Contre la sécheresse, Pierre Besse irrigue de plus en plus ces cultures. Il a notamment fait faire un quatrième forage. De plus, la pratique du mulch, combinée aux couverts végétaux et au non-travail du sol permet de garder l'humidité dans le sol (en limitant l'évaporation), et assure également une bonne teneur en matière organique (jusqu'à 7% parfois) des sols. Un tel sol est plus résilient, garde l'humidité et permet une bonne infiltration de l'eau lors de fortes pluies.
Contre les fortes températures, qui favorisent le mildiou notamment, les exploitants traitent les cultures avec du cuivre ou du soufre.
De plus, un système agroforestier sur le jardin pourrait peut-être être intéressant pour apporter de l'ombre, qui réduirait l'impact de la chaleur sur les cultures. Cela permettrait également une meilleure disponibilité en eau.
Pour aller plus loin :
Cette approche climatique a été possible grâce aux résultats du projet LIFE+ AgriAdapt : https://agriadapt.eu/objetives/?lang=fr. Ce projet a pour objectif d'évaluer la vulnérabilité des principales productions agricoles face au dérèglement climatique et aussi de proposer des plans d'adaptation durables pour accroitre la résilience des systèmes agricoles.

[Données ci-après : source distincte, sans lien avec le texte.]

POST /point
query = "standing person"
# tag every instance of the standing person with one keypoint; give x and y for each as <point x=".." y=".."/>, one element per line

A l'issue de ce programme européen, une plateforme web (AWA) a été conçu pour valoriser les principaux résultats du suivi des 120 fermes pilotes. Cette plateforme permet donc d'accéder à de nombreux autres indicateurs (observations, projections, indicateurs agro-climatiques) par une entrée cartographique pour différentes localités géographiques en France comme en Europe. Et de proposer des mesures d'adaptation durables envisageables à l'échelle des exploitations agricoles et des systèmes de productions.